How to improve compression?

labs · April 13, 2023, 7:58pm

Hi all,

We have a 31Gb hypertable that we want to compress.

This table has 102 million rows/month, with chunks with ~3.2 million rows/day.

We use the following query to know about the table size:

SELECT 
        pg_size_pretty(total_bytes) as "Total",
	pg_size_pretty(table_bytes) as "Table",
	pg_size_pretty(index_bytes) as "Index",
	pg_size_pretty(toast_bytes) as "Toast"
FROM 
	hypertable_detailed_size('table');

Before compression we get these results:

Total	Table	Index	Toast
31 GB	30 GB	630 MB	48 kB

And after compression (segmented by one of our columns) we get this:

Total	Table	Index	Toast
30 GB	3005 MB	129 MB	27 GB

So we get a compression of just 1Gb out of 30 Gb (total size), since the data in the table (30Gb) has moved to the “Toast” part (27Gb).

We think this is due to the nature of the columns involved, that have wild changes between consecutive rows, making the compression algorithms not very effective.

Questions are:

Is there any way to compress the “Toast” part even further? Any ideas?
Is a chunk with 3.2 million rows too large for compression? If we created smaller chunks will compression improve?

Thanks in advance!

jonatasdp · April 13, 2023, 8:17pm

Hi @labs! compression will have a good compression ratio on large datasets while it will delay more. The problem is more on the data domain that you’re compressing is not that suitable for the actual algorithms. Please, see how the compression algorithms works here.

Can you share your data structure and an anonymized sample of the data you have?

labs · April 15, 2023, 10:01am

Hi @jonatasdp , thanks for your quick reply.

It’s difficult to share the exact data strutcure/anonymized table that reproduces the problem.

Here’s a first try: https://file.io/zYctYPx3t9XV (this is a “test.sql” with a sample table structure and hypertable settings and a “test.csv” file with some data)

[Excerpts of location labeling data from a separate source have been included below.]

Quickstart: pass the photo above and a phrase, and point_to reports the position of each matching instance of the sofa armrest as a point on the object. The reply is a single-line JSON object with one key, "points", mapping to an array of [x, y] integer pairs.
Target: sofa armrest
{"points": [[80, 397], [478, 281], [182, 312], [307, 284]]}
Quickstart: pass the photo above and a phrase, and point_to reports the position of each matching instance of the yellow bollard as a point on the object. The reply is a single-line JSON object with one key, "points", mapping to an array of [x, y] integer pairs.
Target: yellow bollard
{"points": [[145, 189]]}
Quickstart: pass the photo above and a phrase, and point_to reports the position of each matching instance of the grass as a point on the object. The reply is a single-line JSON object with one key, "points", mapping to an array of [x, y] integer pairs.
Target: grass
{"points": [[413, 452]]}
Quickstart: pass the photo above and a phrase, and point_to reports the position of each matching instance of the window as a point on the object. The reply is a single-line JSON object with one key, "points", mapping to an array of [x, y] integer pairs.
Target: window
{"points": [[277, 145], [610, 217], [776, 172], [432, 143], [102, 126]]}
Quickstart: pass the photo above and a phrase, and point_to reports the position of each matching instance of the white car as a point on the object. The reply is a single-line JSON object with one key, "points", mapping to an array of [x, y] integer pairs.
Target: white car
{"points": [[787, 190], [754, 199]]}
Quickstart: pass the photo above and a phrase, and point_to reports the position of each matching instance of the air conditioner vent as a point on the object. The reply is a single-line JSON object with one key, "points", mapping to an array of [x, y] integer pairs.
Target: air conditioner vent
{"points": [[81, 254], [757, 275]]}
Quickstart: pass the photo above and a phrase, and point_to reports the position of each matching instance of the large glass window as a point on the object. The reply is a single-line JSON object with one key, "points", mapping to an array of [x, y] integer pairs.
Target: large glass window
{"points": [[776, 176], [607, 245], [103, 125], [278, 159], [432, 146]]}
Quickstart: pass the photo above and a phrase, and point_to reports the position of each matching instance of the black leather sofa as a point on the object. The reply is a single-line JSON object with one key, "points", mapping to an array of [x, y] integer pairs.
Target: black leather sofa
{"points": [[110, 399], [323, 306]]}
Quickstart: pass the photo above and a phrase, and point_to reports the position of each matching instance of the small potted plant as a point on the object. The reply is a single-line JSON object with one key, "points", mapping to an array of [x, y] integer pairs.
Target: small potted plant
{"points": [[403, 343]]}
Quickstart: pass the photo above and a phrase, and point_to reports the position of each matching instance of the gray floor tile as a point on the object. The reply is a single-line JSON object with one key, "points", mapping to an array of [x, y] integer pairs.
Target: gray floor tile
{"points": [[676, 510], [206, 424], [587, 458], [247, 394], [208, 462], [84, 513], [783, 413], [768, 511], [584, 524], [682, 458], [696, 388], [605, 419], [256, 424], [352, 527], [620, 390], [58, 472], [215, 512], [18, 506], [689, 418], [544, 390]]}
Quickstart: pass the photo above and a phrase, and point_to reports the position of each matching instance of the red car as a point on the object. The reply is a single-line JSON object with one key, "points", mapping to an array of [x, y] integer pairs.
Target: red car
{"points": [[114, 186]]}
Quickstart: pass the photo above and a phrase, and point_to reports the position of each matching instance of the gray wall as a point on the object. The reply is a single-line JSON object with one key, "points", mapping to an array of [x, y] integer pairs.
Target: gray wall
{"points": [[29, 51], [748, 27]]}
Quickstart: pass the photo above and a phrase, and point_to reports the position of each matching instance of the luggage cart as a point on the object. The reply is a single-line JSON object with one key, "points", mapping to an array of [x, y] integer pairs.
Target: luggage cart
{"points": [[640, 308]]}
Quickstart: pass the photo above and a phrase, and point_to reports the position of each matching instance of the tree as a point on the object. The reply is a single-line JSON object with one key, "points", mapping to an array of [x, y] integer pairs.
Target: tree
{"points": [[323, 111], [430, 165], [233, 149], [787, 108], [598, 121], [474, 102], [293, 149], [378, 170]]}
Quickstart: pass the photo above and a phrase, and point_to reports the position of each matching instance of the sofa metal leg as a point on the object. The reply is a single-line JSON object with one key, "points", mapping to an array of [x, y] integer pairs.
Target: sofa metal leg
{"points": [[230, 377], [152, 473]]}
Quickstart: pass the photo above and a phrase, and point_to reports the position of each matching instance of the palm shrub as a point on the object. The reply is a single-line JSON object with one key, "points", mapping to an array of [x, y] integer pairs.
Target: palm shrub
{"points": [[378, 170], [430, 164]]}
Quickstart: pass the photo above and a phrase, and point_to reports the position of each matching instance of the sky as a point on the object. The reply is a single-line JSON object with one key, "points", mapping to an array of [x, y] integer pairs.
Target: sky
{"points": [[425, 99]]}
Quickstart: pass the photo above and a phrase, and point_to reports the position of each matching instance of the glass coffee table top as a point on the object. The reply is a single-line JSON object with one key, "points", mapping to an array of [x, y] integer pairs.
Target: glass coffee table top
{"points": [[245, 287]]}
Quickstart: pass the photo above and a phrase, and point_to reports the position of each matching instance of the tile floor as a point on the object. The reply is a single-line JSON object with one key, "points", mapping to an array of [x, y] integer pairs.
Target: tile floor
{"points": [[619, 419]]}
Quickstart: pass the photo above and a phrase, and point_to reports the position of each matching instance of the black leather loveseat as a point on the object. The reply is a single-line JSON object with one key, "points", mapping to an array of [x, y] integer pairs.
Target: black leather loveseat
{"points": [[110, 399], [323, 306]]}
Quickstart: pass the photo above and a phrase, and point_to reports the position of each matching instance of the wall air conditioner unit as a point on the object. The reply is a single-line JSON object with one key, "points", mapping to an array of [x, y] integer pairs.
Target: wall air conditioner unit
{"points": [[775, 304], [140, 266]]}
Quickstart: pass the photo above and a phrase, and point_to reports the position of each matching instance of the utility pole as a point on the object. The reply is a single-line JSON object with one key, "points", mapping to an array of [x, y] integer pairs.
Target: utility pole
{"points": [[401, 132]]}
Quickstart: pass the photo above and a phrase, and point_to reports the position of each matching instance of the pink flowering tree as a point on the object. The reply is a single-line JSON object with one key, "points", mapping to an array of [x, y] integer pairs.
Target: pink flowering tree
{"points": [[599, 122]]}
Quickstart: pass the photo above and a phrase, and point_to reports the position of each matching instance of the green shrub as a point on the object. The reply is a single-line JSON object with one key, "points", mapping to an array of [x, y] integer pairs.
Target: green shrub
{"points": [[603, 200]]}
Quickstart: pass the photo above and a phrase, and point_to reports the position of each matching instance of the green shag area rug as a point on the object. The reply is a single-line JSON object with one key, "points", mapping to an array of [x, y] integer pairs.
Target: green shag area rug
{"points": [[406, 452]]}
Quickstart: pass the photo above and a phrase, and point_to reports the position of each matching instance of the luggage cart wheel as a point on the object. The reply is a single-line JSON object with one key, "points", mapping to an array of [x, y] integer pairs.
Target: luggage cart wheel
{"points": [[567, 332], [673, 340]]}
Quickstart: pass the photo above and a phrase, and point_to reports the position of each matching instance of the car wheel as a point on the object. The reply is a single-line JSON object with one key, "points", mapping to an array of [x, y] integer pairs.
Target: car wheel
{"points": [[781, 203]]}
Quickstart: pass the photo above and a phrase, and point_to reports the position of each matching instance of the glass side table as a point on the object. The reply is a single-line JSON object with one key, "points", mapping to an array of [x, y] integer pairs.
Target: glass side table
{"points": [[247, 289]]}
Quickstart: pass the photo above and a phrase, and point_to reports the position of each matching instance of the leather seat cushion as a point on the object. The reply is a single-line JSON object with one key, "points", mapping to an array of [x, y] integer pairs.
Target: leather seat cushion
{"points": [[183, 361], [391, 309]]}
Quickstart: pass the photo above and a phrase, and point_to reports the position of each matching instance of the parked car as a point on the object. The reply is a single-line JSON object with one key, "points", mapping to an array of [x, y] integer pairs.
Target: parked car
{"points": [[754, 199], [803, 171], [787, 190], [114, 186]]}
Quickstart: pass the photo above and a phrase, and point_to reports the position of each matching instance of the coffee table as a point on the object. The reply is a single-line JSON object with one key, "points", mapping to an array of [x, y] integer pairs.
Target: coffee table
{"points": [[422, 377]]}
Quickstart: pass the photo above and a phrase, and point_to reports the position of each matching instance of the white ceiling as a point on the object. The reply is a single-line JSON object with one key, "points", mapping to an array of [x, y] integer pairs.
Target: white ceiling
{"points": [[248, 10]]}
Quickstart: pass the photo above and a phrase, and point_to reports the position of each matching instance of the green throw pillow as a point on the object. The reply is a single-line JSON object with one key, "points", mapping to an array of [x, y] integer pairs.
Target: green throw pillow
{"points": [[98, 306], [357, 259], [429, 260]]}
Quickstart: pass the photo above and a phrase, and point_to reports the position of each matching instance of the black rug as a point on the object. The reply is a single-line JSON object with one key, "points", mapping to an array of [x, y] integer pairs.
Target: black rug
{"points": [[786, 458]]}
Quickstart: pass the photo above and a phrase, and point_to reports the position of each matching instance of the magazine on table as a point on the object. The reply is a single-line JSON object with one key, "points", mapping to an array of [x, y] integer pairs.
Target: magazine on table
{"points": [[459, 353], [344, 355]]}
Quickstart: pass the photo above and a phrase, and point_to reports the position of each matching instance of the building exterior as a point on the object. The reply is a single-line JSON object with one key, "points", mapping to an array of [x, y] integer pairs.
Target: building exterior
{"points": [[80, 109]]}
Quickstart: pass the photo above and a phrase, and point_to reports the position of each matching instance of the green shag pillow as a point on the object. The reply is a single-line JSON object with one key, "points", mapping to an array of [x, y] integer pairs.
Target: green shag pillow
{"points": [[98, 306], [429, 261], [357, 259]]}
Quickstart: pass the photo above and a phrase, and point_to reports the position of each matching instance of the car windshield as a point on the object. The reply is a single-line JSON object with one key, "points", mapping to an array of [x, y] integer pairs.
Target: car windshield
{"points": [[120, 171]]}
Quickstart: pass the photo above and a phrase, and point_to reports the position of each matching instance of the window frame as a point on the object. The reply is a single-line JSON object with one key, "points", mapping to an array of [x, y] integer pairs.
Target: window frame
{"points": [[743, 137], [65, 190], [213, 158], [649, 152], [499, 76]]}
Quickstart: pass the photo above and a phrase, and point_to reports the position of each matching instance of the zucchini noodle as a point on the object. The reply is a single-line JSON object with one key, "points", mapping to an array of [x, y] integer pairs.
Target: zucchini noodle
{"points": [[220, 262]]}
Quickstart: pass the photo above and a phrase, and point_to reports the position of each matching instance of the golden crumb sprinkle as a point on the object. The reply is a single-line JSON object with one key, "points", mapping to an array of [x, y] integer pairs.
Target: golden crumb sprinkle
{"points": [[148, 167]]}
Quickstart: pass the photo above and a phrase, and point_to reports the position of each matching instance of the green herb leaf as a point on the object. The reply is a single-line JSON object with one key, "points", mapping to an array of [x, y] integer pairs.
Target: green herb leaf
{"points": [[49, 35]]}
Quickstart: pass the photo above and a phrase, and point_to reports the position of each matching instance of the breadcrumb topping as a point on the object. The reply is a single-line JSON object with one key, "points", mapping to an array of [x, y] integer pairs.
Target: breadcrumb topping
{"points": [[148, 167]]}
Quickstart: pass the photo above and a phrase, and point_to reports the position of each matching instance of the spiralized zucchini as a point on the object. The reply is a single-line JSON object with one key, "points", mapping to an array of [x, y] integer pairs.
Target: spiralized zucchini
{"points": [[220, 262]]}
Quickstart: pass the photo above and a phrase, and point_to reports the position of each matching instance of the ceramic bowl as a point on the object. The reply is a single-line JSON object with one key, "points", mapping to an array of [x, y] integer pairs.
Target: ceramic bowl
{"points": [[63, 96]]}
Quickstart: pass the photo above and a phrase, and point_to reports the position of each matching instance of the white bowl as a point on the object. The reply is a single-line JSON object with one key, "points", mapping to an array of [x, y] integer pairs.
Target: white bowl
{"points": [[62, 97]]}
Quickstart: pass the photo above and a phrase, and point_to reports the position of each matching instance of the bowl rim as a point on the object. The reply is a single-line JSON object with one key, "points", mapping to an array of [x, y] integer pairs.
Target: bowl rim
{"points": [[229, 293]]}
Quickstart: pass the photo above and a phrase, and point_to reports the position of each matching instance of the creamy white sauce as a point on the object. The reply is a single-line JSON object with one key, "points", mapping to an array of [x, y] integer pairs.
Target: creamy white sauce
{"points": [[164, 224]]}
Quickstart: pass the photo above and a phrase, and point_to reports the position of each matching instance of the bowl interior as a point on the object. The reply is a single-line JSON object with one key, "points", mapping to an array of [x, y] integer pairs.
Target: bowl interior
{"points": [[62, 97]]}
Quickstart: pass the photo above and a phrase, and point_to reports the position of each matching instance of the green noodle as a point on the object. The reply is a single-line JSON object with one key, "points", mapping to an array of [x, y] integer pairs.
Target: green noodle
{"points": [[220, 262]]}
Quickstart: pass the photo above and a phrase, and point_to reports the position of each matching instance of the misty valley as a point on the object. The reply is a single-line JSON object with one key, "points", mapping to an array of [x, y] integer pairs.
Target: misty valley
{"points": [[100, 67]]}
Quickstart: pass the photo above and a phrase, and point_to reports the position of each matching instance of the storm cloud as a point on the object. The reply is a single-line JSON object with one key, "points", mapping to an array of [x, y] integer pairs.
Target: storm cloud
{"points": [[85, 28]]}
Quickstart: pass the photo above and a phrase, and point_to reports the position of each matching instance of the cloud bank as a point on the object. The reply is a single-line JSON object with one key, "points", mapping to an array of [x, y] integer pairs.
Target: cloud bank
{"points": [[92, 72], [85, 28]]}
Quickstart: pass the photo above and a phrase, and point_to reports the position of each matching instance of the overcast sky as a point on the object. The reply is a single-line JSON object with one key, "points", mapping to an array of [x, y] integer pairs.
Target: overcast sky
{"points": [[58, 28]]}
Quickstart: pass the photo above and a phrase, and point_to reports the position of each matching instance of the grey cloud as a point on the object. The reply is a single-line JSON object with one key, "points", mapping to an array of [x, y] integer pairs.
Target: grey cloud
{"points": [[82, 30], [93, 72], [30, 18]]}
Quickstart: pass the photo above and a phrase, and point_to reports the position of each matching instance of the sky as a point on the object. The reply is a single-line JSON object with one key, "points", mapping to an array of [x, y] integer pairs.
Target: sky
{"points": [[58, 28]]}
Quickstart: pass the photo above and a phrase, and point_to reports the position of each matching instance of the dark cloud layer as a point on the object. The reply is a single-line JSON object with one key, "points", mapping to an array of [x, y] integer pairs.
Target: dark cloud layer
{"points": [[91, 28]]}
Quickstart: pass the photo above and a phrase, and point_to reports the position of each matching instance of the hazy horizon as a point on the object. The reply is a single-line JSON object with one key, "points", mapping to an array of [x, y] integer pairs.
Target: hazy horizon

With this simple test we’re having an initial sizing of:

Total	Table	Index	Toast
10 MB	9600 kB	776 kB	0 bytes

After the compression job runs we’re getting higher sizes instead

Total	Table	Index	Toast
138 MB	73 MB	2120 kB	63 MB

I’ll try to build a sample that reproduces the problem, but it’s complicated.

Meanwhile, are there any alternative compression techniques you can suggest that we could consider?

LuxCore · July 2, 2023, 9:12am

Hi, @labs ! Have you solved the issue of increasing the size of tables after compression? If so then could you share the solution?

antonio · July 9, 2023, 10:01am

Hi @LuxCore . I don’t thinks it’s solvable: This is the way Timescale works: some data will not compress at all and size will increase.